Burundi, Cuba, Laos, Sierra Leone, Togo, Turkmenistan and Venezuela will also be under heightened restrictions when the policy takes effect on Monday at 12:01 a.m.

Citizens of 12 other countries are banned from visiting the U.S. Some, but not all, also appeared on the list of banned countries in Trump's first term. The new ban includes Afghanistan, Myanmar, Chad, the Republic of Congo, Equatorial Guinea, Eritrea, Haiti, Iran, Libya, Somalia, Sudan and Yemen.

Trump said some countries had “deficient” screening and vetting or have historically refused to accept deported citizens or residents who were prone to overstaying their visas in the U.S.

Imam Teslim Alghali with the Sierra Leone Muslim Jamaat mosque in Hyattsville said his congregation was initially focused on mass deportations before Trump entered the White House, but they're now pivoting.

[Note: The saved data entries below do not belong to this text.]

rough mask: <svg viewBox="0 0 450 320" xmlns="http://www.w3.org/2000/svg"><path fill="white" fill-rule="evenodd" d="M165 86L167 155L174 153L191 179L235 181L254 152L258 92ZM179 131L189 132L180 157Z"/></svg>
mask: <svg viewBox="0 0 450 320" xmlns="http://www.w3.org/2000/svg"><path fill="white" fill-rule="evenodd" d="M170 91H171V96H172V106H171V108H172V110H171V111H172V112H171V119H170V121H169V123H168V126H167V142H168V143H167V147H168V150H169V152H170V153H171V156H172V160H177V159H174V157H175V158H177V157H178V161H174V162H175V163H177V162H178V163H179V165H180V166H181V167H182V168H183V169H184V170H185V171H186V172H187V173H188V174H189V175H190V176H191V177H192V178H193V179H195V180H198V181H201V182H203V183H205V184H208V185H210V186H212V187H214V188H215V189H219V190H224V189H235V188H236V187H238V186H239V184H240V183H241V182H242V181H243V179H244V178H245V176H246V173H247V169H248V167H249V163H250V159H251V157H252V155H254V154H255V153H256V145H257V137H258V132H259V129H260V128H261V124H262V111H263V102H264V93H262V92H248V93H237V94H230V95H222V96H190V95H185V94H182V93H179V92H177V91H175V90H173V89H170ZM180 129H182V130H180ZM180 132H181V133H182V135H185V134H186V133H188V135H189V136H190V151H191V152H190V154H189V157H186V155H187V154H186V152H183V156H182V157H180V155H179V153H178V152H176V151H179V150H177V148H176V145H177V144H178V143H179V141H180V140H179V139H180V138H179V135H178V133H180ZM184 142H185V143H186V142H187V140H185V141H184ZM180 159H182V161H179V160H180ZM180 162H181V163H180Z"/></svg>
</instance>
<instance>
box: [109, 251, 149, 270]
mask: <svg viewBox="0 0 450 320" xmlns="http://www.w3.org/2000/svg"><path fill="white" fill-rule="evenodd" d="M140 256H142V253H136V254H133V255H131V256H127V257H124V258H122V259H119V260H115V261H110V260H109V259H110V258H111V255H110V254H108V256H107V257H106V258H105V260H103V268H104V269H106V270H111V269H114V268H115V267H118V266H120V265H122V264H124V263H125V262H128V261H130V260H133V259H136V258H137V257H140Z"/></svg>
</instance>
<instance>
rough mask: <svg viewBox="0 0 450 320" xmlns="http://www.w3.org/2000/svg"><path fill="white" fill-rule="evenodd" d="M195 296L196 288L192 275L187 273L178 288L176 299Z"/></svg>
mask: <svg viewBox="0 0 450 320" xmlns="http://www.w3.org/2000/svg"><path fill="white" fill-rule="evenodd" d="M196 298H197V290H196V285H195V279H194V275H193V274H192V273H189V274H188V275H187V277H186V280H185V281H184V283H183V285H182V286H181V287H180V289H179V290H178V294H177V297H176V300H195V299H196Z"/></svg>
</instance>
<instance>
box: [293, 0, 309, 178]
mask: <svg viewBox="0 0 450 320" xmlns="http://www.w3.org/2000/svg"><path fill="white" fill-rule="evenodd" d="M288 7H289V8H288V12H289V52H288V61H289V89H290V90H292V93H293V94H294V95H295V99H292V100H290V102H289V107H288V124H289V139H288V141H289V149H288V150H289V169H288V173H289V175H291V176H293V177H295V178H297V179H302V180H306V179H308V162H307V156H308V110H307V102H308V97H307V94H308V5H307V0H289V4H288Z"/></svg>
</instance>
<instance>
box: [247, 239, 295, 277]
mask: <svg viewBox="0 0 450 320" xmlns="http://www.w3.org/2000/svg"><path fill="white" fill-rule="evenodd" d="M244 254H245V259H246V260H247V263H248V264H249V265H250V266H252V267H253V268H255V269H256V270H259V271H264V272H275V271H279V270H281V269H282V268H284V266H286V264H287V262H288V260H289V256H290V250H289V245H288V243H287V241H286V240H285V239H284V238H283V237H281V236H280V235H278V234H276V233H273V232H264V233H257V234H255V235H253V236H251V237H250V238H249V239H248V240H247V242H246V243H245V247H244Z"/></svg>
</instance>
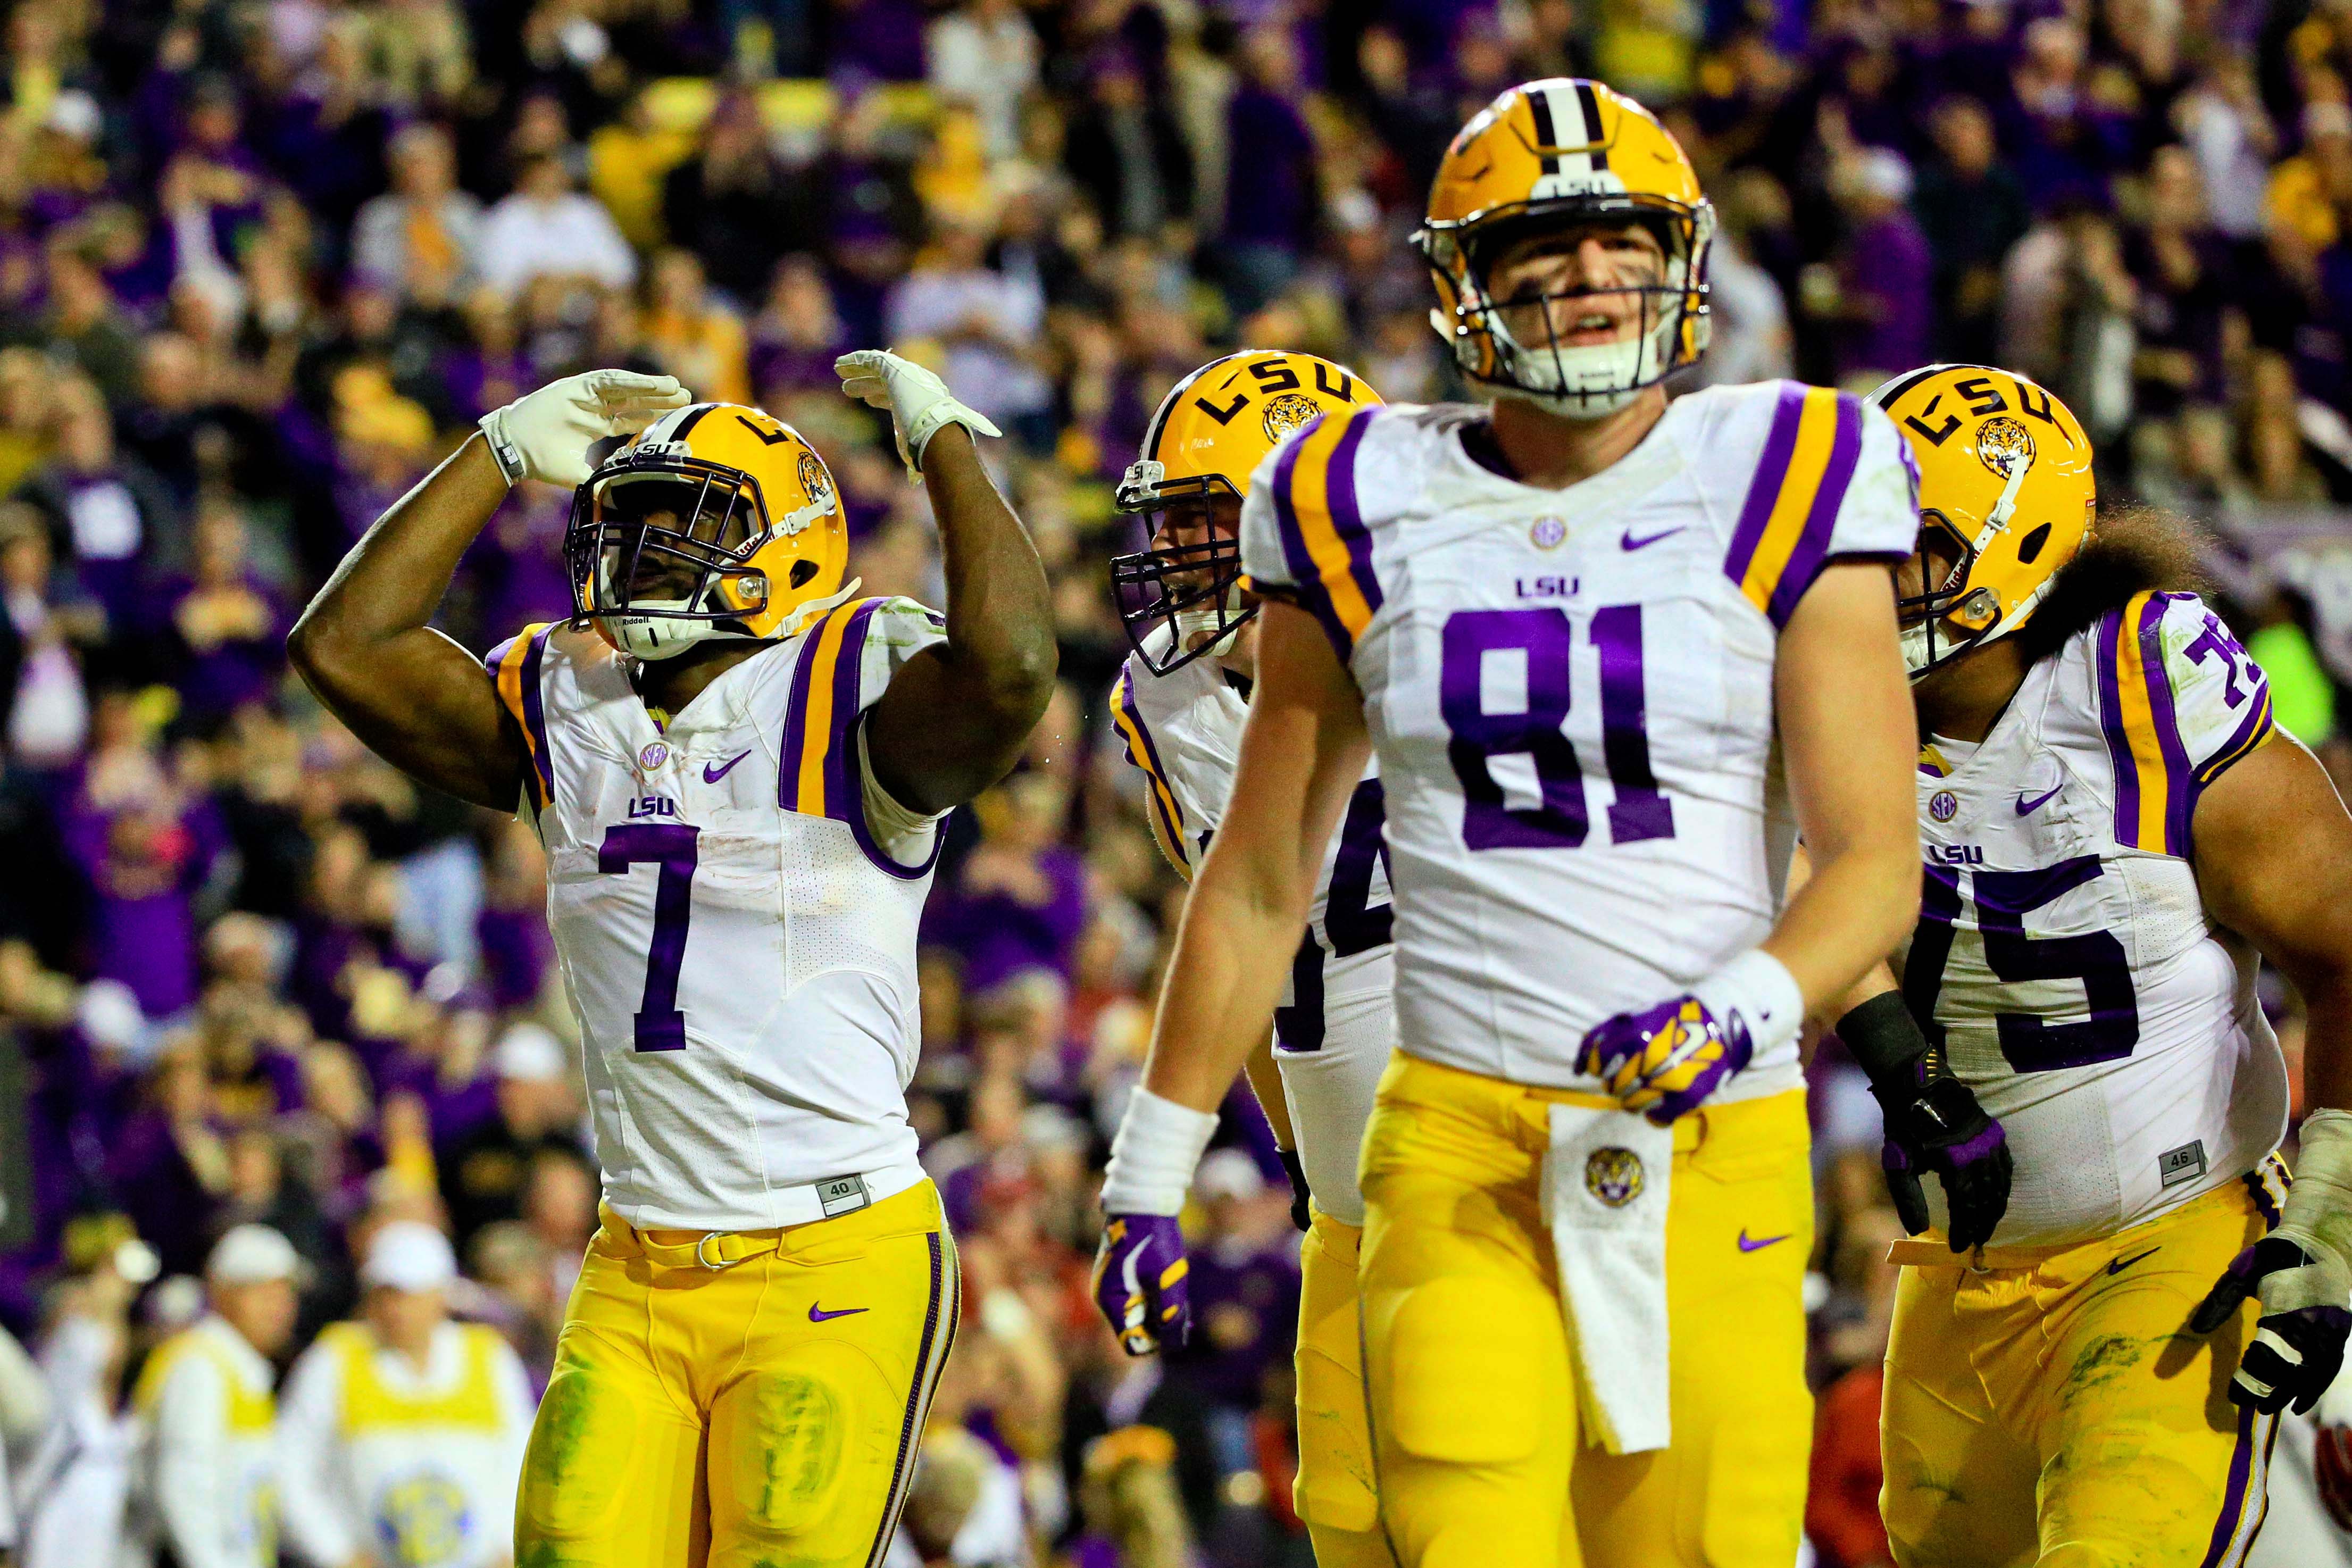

“It’s going to create fear for sure and people are going to go back to the trenches,” Alghali said of the travel ban.

“When people do come to us with that fear as the main thing, we try to calm them down. Caution as to how they should leave and, also, we have resources that we can direct them to."

“We saw it under Trump 1.0 where they kept going back to the Supreme Court and tweaking it based on, you know, the guidance that we they were getting from the Supreme Court,” said Diana Konaté, the deputy executive director of policy and advocacy for African Communities Together.

Konaté said support groups have been preparing for a travel ban.

“We’re going to fight it and we’re going to do whatever we can because we know that ... as immigrants, we add a lot to this country,” she said.